Sunday, March 12, 2017


White Box in association with The Seymour Centre present, BLACKROCK, by Nick Enright, in the Reginald Theatre, at the Seymour Centre, Chippendale. 9 March -

In 1989 there was a horrendous beachside murder of a young girl during a surf club party that had social and political reverberations throughout the state of New South Wales (NSW). In 1992, the Freewheel Theatre in Education commissioned a play from Nick Enright: A PROPERTY OF THE CLAN, to bring discussion within the community of the cultural circumstances that could evolve such behaviour. In 1995, Mr Enright re-visited the material and for the Sydney Theatre Company (STC), wrote BLACKROCK, under commission. In 1997, it was made into a film. I have always preferred A PROPERTY OF THE CLAN, as a piece of writing, and play.

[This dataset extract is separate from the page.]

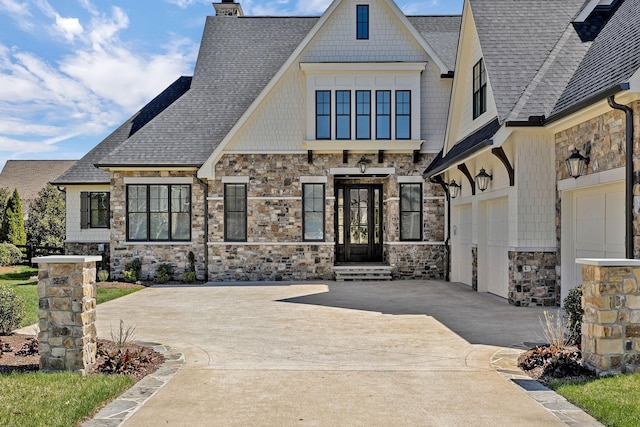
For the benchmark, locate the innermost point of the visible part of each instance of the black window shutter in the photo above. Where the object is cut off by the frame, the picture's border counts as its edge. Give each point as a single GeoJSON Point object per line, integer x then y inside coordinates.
{"type": "Point", "coordinates": [84, 209]}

In the Reginald Theatre, in an 80 minute, no-interval sitting, BLACKROCK, erupts its ugly world of male violence towards women, revealing a community of behaviour across two generations - parents and their children - in complicit acceptance of the status quo of its world. One has always known, if not publicly acknowledged, the reality of the world of this play, and watching it in 2017, it is even more disturbing, for NOTHING has really changed. (Just check out your daily news stories.) That this play was also a part of the Education Syllabus in NSW for many years is also a chilling challenge, to the belief that education may be a solution to bringing about change. For, few of us are what can be called 'evil' and what this play proposes is that it is rather a 'nurturing' by generational inheritance that is the source of the crimes of this kind. It is a sociological problem, which is a fundamental condition of our present societal construct. The change must happen with a social 'revolution' and the offering of equal opportunity, perhaps.

This production, Directed by Kim Hardwick, has all of Ms Hardwick's usual hallmark of visual details (e.g. THE SHADOW BOX), Designed, by Isabel Hudson - a black rock resting on a floor of shifting sand - and Lit by Martin Kinnane with sinister shifting effect, accompanied by a subtle soundscape, Composed, by Nate Edmondson.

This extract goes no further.